Select ECS instances to create worker nodes

  • You must select ECS instances with 4 or more vCPU cores and memory sizes must be greater than 8 GiB.
  • Determine the specifications of worker nodes based on the total number of vCPUs in the ACK cluster and the maximum failure rate that is tolerated by the ACK cluster.

    For example, if the ACK cluster has 160 vCPUs and supports a maximum failure rate of 10%, we recommend that you select at least 10 ECS instances with 16 vCPUs for each instance. This ensures that at least 144 vCPUs can be consumed during peak hours. This limit is based on the following calculation: 160 vCPUs × 90% = 144 vCPUs. If the ACK cluster supports a maximum failure rate of 20%, we recommend that you select at least five ECS instances with 32 vCPUs for each instance. This ensures that at least 128 vCPUs can be consumed during peak hours. This limit is based on the following calculation: 160 vCPUs × 80% = 128 vCPUs. This way, if an ECS instance has faults, the remaining ECS instances can continue to serve your workloads and ensure high availability.

  • Determine the vCPU-to-memory ratio. For applications that require high memory usage, such as Java applications, we recommend that you select the vCPU-to-memory ratio of 1:8.

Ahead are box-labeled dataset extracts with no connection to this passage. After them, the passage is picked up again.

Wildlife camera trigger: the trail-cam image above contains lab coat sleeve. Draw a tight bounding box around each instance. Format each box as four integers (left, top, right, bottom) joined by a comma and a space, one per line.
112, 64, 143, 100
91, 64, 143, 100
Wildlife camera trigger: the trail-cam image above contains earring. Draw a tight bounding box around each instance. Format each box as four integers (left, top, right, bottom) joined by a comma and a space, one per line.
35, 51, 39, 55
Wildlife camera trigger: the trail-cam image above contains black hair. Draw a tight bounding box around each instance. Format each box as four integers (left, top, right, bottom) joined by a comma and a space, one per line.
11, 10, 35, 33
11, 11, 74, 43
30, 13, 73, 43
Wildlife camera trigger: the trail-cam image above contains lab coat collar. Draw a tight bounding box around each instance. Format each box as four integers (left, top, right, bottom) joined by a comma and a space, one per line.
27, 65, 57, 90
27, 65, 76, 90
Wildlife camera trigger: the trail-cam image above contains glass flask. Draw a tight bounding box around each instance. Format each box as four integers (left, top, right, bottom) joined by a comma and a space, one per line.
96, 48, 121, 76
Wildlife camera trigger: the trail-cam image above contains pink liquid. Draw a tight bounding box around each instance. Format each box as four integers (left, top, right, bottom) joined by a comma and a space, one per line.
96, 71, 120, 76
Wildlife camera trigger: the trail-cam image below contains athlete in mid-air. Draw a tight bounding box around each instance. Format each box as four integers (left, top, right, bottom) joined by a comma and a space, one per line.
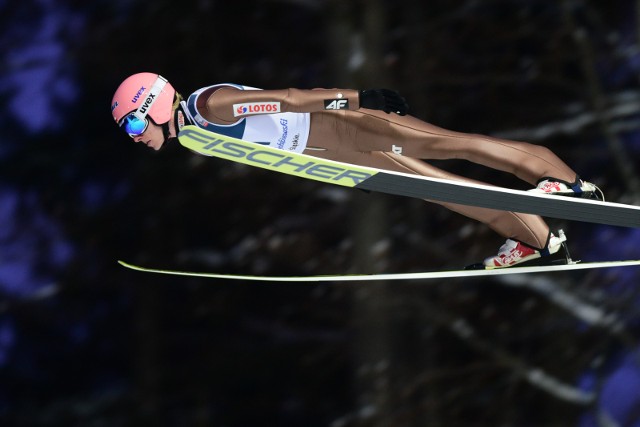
111, 73, 597, 268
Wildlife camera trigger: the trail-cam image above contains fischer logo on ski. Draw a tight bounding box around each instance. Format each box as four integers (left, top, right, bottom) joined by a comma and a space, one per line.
178, 125, 640, 228
180, 126, 373, 187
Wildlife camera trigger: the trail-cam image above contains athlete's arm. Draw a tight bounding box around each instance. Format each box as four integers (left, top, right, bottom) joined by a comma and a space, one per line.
199, 87, 407, 124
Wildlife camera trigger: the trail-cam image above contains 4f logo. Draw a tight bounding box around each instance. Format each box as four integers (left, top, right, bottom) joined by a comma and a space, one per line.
324, 99, 349, 110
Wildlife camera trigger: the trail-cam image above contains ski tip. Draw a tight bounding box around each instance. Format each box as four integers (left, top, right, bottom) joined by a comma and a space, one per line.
118, 259, 139, 270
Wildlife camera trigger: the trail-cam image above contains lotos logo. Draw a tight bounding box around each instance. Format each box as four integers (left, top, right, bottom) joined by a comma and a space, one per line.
131, 86, 146, 104
233, 102, 280, 117
140, 93, 156, 113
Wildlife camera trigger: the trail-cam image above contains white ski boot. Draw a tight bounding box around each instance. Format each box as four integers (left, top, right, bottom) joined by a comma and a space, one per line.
482, 230, 569, 269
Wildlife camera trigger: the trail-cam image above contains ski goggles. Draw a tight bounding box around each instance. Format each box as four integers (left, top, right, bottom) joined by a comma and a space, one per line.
118, 75, 167, 138
120, 112, 149, 138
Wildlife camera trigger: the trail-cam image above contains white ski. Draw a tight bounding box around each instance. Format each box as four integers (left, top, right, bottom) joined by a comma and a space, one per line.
118, 260, 640, 282
178, 125, 640, 227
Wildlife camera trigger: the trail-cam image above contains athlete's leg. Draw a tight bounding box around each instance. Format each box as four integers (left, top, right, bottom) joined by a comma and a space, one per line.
308, 150, 549, 249
309, 109, 577, 184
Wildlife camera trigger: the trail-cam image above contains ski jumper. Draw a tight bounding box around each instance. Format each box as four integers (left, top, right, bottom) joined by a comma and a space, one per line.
187, 85, 577, 249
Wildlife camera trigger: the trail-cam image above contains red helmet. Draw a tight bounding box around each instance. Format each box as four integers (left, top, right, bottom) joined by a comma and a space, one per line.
111, 73, 176, 125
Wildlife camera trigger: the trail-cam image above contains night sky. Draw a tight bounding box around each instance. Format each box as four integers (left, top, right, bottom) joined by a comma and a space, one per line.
0, 0, 640, 427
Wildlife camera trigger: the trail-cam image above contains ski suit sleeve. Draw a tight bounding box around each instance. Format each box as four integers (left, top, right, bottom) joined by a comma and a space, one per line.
200, 87, 360, 124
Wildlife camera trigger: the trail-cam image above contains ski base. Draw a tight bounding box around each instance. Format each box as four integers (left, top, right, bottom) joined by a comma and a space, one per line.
118, 260, 640, 282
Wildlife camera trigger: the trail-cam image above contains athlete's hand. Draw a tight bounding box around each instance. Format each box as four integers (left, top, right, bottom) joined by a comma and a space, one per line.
360, 89, 409, 116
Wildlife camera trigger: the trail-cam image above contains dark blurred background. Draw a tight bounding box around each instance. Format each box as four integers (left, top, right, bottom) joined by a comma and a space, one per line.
0, 0, 640, 427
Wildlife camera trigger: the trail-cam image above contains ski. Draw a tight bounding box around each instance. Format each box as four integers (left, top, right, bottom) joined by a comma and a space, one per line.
178, 125, 640, 227
118, 260, 640, 282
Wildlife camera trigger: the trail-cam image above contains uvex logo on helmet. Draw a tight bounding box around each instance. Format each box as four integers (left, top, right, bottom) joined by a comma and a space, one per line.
140, 93, 156, 114
131, 86, 146, 104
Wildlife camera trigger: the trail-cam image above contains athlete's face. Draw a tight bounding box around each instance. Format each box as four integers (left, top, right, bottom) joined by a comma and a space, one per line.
133, 120, 164, 151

Select ECS Bare Metal instances

We recommend that you use ECS Bare Metal instances in the following scenarios:
  • The ACK cluster requires up to 1,000 vCPUs to serve your workloads. Each ECS Bare Metal instance has at least 96 vCPUs. You can use 10 or 11 ECS Bare Metal instances to create an ACK cluster.
  • Shorten the time that is consumed to scale out a large number of containers. For example, traffic spikes may occur during popular e-commerce sales promotions. To process the traffic spikes, you can expand an ACK cluster based on ECS Bare Metal instances. You can use each ECS Bare Metal instance to add a large number of containers to the cluster.
ECS Bare Metal instances provide the following benefits for an ACK cluster:
  • Ultra-high network performance. Remote direct memory access (RDMA) is supported. The Terway plug-in can be used to maximize hardware performance. This allows containers to reach each other across hosts with more than 9 Gbit/s of bandwidth.
  • Optimal computing performance without jitter: ECS Bare Metal instances use chips that are developed by Alibaba Cloud to replace hypervisors. No resources are consumed to create or run virtual machines. The resource preemption issue is resolved.
  • High security: ECS Bare Metal instances support encryption at the physical layer and encryption based on Intel® Software Guard Extensions (Intel® SGX). This type of instance also provides trusted computing environments to support blockchain applications.